# my child (infant) is new zealander.. wat visa i can do?



## saleem1 (Aug 19, 2013)

hi there...
im syrian living with my new zealander infant is syria and it is war here and very dangerous.. his mum is new zealander and living in new zealand and we did partnership visa a year ago bt was declined... my Q is can i do a visa through my infant??? thank u


----------



## slare (Jun 3, 2013)

I'm afraid you can't get anything based on having a son being a New Zealander... sorry


----------



## saleem1 (Aug 19, 2013)

thank u...


----------



## escapedtonz (Apr 6, 2012)

saleem1 said:


> hi there...
> im syrian living with my new zealander infant is syria and it is war here and very dangerous.. his mum is new zealander and living in new zealand and we did partnership visa a year ago bt was declined... my Q is can i do a visa through my infant??? thank u


Unfortunately your son would have to be at least 18 years of age before you would become eligible for a visa as a parent and then you would need to satisfy the requirements of tier 1 / tier 2.

Your only option would be the partnership route via the family stream - ie you being the partner of your sons mother who is a New Zealander, however it seems you have tried this already.
Why was the partnership visa declined ?

Regards,


----------



## saleem1 (Aug 19, 2013)

thank u... my visa declined coz imm is not convinced that we r in genius relationship... and the only way to live together more is for me going to nz coz it is war in syria and she cant come here...


----------



## Christchurch Lad (Dec 15, 2012)

Have you considered applying for asylum?


----------



## slare (Jun 3, 2013)

Christchurch Lad said:


> Have you considered applying for asylum?


I'm sure... that the OP wouldn't be eligible it's pretty hard to claim asylum and i'm sure there are loads of people trying to claim it to come here.
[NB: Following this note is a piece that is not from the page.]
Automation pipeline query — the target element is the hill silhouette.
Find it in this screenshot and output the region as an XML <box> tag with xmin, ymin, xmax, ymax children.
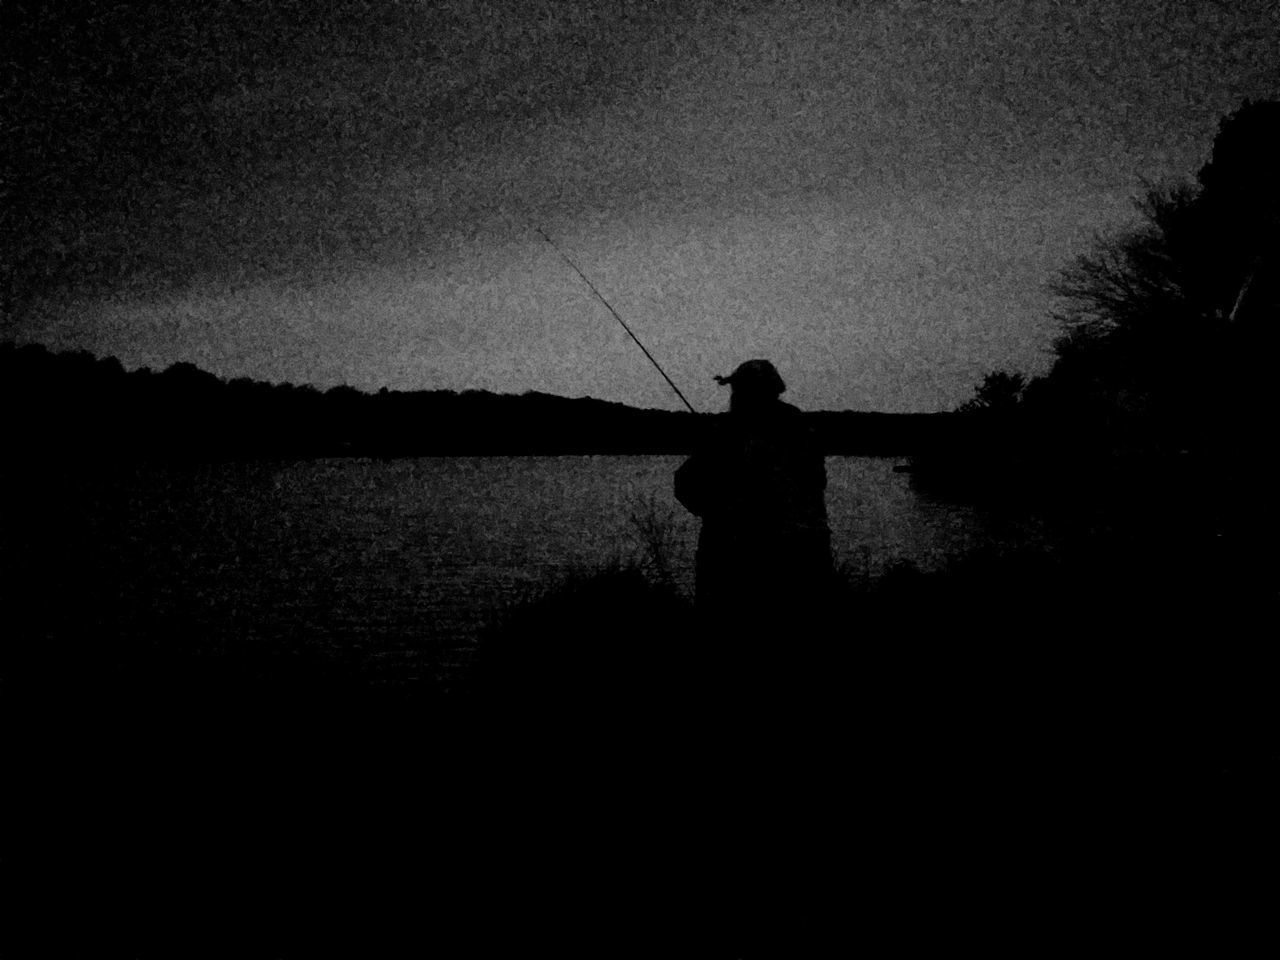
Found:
<box><xmin>1</xmin><ymin>341</ymin><xmax>953</xmax><ymax>458</ymax></box>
Also New Zealand is quite far from Syria... the chances of granting asylum are quite low when he/she could choose a closer "safe" country to claim asylum 

I believe the thing with asylum claims is you.... need to make the claim in the most safest country closest to you.
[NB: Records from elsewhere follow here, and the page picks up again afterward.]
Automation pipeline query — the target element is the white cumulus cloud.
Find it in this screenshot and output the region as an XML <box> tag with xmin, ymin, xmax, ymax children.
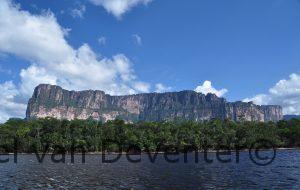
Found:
<box><xmin>0</xmin><ymin>82</ymin><xmax>27</xmax><ymax>122</ymax></box>
<box><xmin>132</xmin><ymin>34</ymin><xmax>142</xmax><ymax>46</ymax></box>
<box><xmin>98</xmin><ymin>36</ymin><xmax>106</xmax><ymax>45</ymax></box>
<box><xmin>133</xmin><ymin>82</ymin><xmax>150</xmax><ymax>93</ymax></box>
<box><xmin>155</xmin><ymin>83</ymin><xmax>171</xmax><ymax>93</ymax></box>
<box><xmin>89</xmin><ymin>0</ymin><xmax>153</xmax><ymax>19</ymax></box>
<box><xmin>69</xmin><ymin>3</ymin><xmax>86</xmax><ymax>18</ymax></box>
<box><xmin>244</xmin><ymin>73</ymin><xmax>300</xmax><ymax>115</ymax></box>
<box><xmin>0</xmin><ymin>0</ymin><xmax>150</xmax><ymax>122</ymax></box>
<box><xmin>194</xmin><ymin>81</ymin><xmax>228</xmax><ymax>97</ymax></box>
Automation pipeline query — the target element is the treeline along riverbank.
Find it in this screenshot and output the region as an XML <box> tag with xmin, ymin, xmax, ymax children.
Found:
<box><xmin>0</xmin><ymin>118</ymin><xmax>300</xmax><ymax>153</ymax></box>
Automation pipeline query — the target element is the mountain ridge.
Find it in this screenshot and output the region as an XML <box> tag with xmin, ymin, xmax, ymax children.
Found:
<box><xmin>26</xmin><ymin>84</ymin><xmax>283</xmax><ymax>122</ymax></box>
<box><xmin>283</xmin><ymin>115</ymin><xmax>300</xmax><ymax>120</ymax></box>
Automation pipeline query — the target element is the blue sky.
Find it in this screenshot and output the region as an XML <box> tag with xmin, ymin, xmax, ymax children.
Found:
<box><xmin>0</xmin><ymin>0</ymin><xmax>300</xmax><ymax>121</ymax></box>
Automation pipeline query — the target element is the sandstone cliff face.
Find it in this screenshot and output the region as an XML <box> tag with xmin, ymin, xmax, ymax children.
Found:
<box><xmin>26</xmin><ymin>84</ymin><xmax>283</xmax><ymax>122</ymax></box>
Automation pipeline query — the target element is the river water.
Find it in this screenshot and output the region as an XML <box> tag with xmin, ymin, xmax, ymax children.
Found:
<box><xmin>0</xmin><ymin>150</ymin><xmax>299</xmax><ymax>189</ymax></box>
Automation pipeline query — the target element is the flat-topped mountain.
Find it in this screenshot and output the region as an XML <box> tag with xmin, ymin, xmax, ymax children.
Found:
<box><xmin>283</xmin><ymin>115</ymin><xmax>300</xmax><ymax>120</ymax></box>
<box><xmin>26</xmin><ymin>84</ymin><xmax>283</xmax><ymax>122</ymax></box>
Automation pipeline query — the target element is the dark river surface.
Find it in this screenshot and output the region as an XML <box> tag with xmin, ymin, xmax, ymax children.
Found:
<box><xmin>0</xmin><ymin>150</ymin><xmax>300</xmax><ymax>189</ymax></box>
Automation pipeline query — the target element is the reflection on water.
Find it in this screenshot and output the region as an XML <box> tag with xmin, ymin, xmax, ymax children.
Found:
<box><xmin>0</xmin><ymin>150</ymin><xmax>300</xmax><ymax>189</ymax></box>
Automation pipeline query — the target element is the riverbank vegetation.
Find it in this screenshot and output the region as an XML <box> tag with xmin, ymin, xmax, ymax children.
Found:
<box><xmin>0</xmin><ymin>118</ymin><xmax>300</xmax><ymax>153</ymax></box>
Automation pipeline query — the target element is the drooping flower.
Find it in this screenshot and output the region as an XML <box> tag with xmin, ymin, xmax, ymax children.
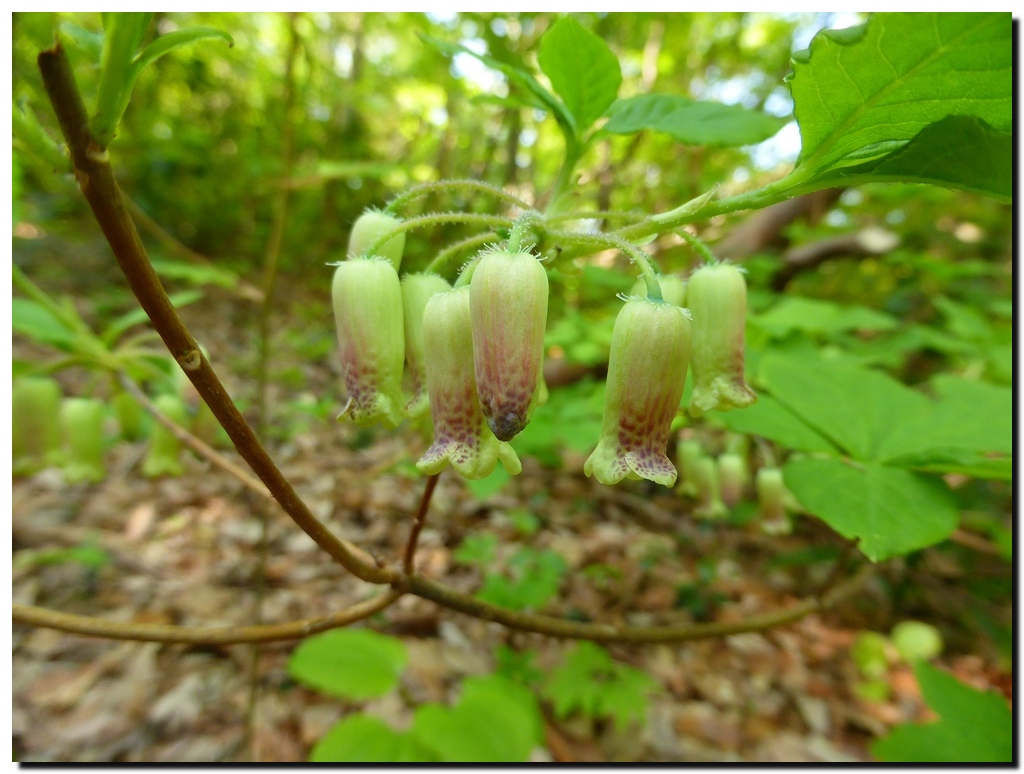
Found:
<box><xmin>142</xmin><ymin>394</ymin><xmax>189</xmax><ymax>478</ymax></box>
<box><xmin>717</xmin><ymin>453</ymin><xmax>748</xmax><ymax>507</ymax></box>
<box><xmin>675</xmin><ymin>438</ymin><xmax>704</xmax><ymax>498</ymax></box>
<box><xmin>694</xmin><ymin>456</ymin><xmax>727</xmax><ymax>519</ymax></box>
<box><xmin>470</xmin><ymin>249</ymin><xmax>549</xmax><ymax>442</ymax></box>
<box><xmin>332</xmin><ymin>257</ymin><xmax>406</xmax><ymax>428</ymax></box>
<box><xmin>686</xmin><ymin>262</ymin><xmax>756</xmax><ymax>415</ymax></box>
<box><xmin>756</xmin><ymin>467</ymin><xmax>792</xmax><ymax>535</ymax></box>
<box><xmin>401</xmin><ymin>273</ymin><xmax>451</xmax><ymax>420</ymax></box>
<box><xmin>584</xmin><ymin>298</ymin><xmax>691</xmax><ymax>487</ymax></box>
<box><xmin>13</xmin><ymin>376</ymin><xmax>64</xmax><ymax>475</ymax></box>
<box><xmin>61</xmin><ymin>397</ymin><xmax>107</xmax><ymax>484</ymax></box>
<box><xmin>417</xmin><ymin>287</ymin><xmax>521</xmax><ymax>479</ymax></box>
<box><xmin>348</xmin><ymin>210</ymin><xmax>406</xmax><ymax>270</ymax></box>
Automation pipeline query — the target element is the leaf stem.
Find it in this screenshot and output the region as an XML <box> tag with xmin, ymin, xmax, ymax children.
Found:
<box><xmin>383</xmin><ymin>179</ymin><xmax>531</xmax><ymax>215</ymax></box>
<box><xmin>360</xmin><ymin>212</ymin><xmax>513</xmax><ymax>261</ymax></box>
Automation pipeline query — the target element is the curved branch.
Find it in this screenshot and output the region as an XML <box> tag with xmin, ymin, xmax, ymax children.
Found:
<box><xmin>401</xmin><ymin>565</ymin><xmax>870</xmax><ymax>644</ymax></box>
<box><xmin>37</xmin><ymin>43</ymin><xmax>394</xmax><ymax>587</ymax></box>
<box><xmin>12</xmin><ymin>590</ymin><xmax>402</xmax><ymax>645</ymax></box>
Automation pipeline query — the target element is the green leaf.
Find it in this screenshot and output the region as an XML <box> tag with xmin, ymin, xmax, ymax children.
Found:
<box><xmin>820</xmin><ymin>115</ymin><xmax>1011</xmax><ymax>201</ymax></box>
<box><xmin>130</xmin><ymin>26</ymin><xmax>233</xmax><ymax>75</ymax></box>
<box><xmin>12</xmin><ymin>298</ymin><xmax>77</xmax><ymax>350</ymax></box>
<box><xmin>783</xmin><ymin>14</ymin><xmax>1012</xmax><ymax>200</ymax></box>
<box><xmin>759</xmin><ymin>353</ymin><xmax>929</xmax><ymax>461</ymax></box>
<box><xmin>287</xmin><ymin>627</ymin><xmax>407</xmax><ymax>701</ymax></box>
<box><xmin>709</xmin><ymin>393</ymin><xmax>837</xmax><ymax>455</ymax></box>
<box><xmin>875</xmin><ymin>376</ymin><xmax>1012</xmax><ymax>463</ymax></box>
<box><xmin>150</xmin><ymin>258</ymin><xmax>239</xmax><ymax>289</ymax></box>
<box><xmin>413</xmin><ymin>675</ymin><xmax>542</xmax><ymax>762</ymax></box>
<box><xmin>452</xmin><ymin>533</ymin><xmax>498</xmax><ymax>567</ymax></box>
<box><xmin>542</xmin><ymin>642</ymin><xmax>658</xmax><ymax>729</ymax></box>
<box><xmin>311</xmin><ymin>715</ymin><xmax>438</xmax><ymax>763</ymax></box>
<box><xmin>788</xmin><ymin>14</ymin><xmax>1010</xmax><ymax>187</ymax></box>
<box><xmin>750</xmin><ymin>296</ymin><xmax>897</xmax><ymax>338</ymax></box>
<box><xmin>419</xmin><ymin>32</ymin><xmax>573</xmax><ymax>133</ymax></box>
<box><xmin>537</xmin><ymin>17</ymin><xmax>621</xmax><ymax>137</ymax></box>
<box><xmin>603</xmin><ymin>94</ymin><xmax>786</xmax><ymax>147</ymax></box>
<box><xmin>783</xmin><ymin>457</ymin><xmax>958</xmax><ymax>561</ymax></box>
<box><xmin>92</xmin><ymin>13</ymin><xmax>154</xmax><ymax>146</ymax></box>
<box><xmin>477</xmin><ymin>548</ymin><xmax>567</xmax><ymax>612</ymax></box>
<box><xmin>100</xmin><ymin>290</ymin><xmax>203</xmax><ymax>346</ymax></box>
<box><xmin>872</xmin><ymin>661</ymin><xmax>1011</xmax><ymax>762</ymax></box>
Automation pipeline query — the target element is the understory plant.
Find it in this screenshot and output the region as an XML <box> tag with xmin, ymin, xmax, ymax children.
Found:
<box><xmin>13</xmin><ymin>11</ymin><xmax>1011</xmax><ymax>763</ymax></box>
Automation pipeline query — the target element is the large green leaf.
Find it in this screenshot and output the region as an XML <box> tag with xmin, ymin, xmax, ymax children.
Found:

I could be totally wrong though.


----------



## escapedtonz (Apr 6, 2012)

The OP would not be eligible to claim asylum in NZ or any other country.
For one, the person has to be outside of the country they have issues with, for two they need to be in NZ to claim asylum there and three they must prove beyond doubt that they have and will continue to be personally persecuted and targeted in the country where they want asylum from.
Just because there is a lot of unrest in Syria and as a place to live it is relatively dangerous, it doesn't allow a person to claim asylum anywhere else just because of that reason.
Sympathise with the predicament of the OP, but the only way to go is the partnership residency route for NZ.
The OP understands how to secure this - he must convince Immigration NZ that he has a genuine relationship with his partner who is an NZ citizen.
To do this they must spend some qualifying time together which cannot be done in Syria or NZ, so could it be done in another country that is safe or at least safe enough ? The OP, his partner and child only need to do it for a year!


----------



## qiubuo (Sep 20, 2011)

It could be worth a shot in the OP's case, though, because he is the parent and currently the sole guardian of a NZ citizen who is living in Syria. Part of the role of diplomatic missions is to protect their citizens abroad. I would at least contact the nearest embassy and ask if they can help.


----------



## saleem1 (Aug 19, 2013)

thank u for every1... i contacted dubai embassy and they said that i can only fo partner visa... my big question is how nz government put nz citizen in danger just because his father couldn't get a visa??!!!!


----------



## TML (Feb 4, 2010)

saleem1 said:


> thank u for every1... i contacted dubai embassy and they said that i can only fo partner visa... my big question is how nz government put nz citizen in danger just because his father couldn't get a visa??!!!!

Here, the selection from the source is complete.